The 2025 season was a tough one to swallow for the Houston Astros – and not just because they missed the playoffs for the first time since 2016. This wasn’t a slow fade or a team simply getting outplayed down the stretch; this was a roster riddled with injuries that never quite found its footing.
From the start, Houston couldn’t catch a break. One injury after another chipped away at a core that, when healthy, has consistently been one of the most dangerous in baseball.
The biggest blow? Yordan Alvarez missing a substantial chunk of the season with a right-hand fracture.
When your premier power hitter is out for an extended stretch, it doesn’t just take runs off the board – it reshapes the way pitchers approach your entire lineup.
But Alvarez wasn’t alone on the injury report. Isaac Paredes and Jeremy Peña both missed significant time with ailments of their own, and by the time the season was winding down, the bullpen wasn’t safe either – closer Josh Hader was sidelined late, just another name on a growing list. And that list wasn’t just long – it was full of reinjuries, setbacks, and players never quite looking like themselves after coming back.

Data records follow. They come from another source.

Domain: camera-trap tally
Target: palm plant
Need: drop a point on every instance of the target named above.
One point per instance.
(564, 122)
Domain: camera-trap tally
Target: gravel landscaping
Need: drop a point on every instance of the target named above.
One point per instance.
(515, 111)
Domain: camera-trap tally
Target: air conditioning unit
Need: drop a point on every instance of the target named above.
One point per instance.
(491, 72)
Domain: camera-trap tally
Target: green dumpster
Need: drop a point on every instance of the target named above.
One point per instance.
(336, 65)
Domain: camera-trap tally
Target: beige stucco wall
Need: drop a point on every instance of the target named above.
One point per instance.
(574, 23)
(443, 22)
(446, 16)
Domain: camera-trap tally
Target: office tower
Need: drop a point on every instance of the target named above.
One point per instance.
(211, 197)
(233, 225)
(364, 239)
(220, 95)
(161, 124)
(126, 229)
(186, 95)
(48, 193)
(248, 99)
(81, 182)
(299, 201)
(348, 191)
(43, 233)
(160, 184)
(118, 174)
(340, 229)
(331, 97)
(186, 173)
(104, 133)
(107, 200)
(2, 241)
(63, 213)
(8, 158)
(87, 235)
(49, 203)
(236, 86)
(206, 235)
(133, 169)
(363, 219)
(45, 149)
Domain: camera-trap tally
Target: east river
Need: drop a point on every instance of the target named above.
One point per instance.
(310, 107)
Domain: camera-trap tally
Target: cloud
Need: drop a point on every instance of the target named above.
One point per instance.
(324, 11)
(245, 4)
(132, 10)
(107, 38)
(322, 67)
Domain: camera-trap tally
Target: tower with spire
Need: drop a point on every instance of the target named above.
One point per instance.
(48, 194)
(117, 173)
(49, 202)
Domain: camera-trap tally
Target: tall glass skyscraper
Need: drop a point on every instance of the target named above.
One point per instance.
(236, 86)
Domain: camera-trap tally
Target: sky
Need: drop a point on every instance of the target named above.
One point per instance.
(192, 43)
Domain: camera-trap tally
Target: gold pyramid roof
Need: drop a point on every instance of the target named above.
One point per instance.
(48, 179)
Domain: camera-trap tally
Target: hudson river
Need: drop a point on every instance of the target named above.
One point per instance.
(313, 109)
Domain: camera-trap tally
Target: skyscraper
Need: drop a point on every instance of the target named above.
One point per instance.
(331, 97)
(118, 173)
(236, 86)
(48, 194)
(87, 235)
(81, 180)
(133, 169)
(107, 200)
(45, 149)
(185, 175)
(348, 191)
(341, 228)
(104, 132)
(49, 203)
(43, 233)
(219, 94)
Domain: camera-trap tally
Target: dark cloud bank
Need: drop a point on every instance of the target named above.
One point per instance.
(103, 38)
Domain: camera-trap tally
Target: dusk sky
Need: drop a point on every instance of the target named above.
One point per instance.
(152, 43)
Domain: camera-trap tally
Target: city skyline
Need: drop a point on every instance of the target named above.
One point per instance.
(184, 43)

The numbers back up what anyone following the Astros already knew: this was a team body-slammed by the injury bug. According to FanGraphs, Houston lost more potential value to injuries than any other club in 2025. And when your depth is constantly being tested – and eventually depleted – your chances of contending nosedive fast.
In response, the Astros decided to make a major change to their medical and performance staff, dismissing head athletic trainer Jeremiah Randall after a decade with the organization. It’s a move that speaks volumes about how the franchise is processing what went wrong in 2025.
Randall joined the Astros back in the 2015 offseason and had been a constant figure during the team’s run of success over the past several years. Before arriving in Houston, he worked with the Pittsburgh Pirates as a Major League rehab coordinator and served as both a physical therapist and assistant athletic trainer – so the résumé and experience were there.
But after a year where health management became a central storyline – and not in a good way – the front office clearly felt it was time for a clean slate. The goal: get back to being the club that’s always a threat come October, not one left watching from home because the stars never got a chance to shine together.
Heading into 2026, the message coming out of Houston is clear. The window isn’t closed, but the margin for error is thinner than it’s been in years.
If the Astros want to remind the league who they are, staying healthy has to be the first step. And that process starts now.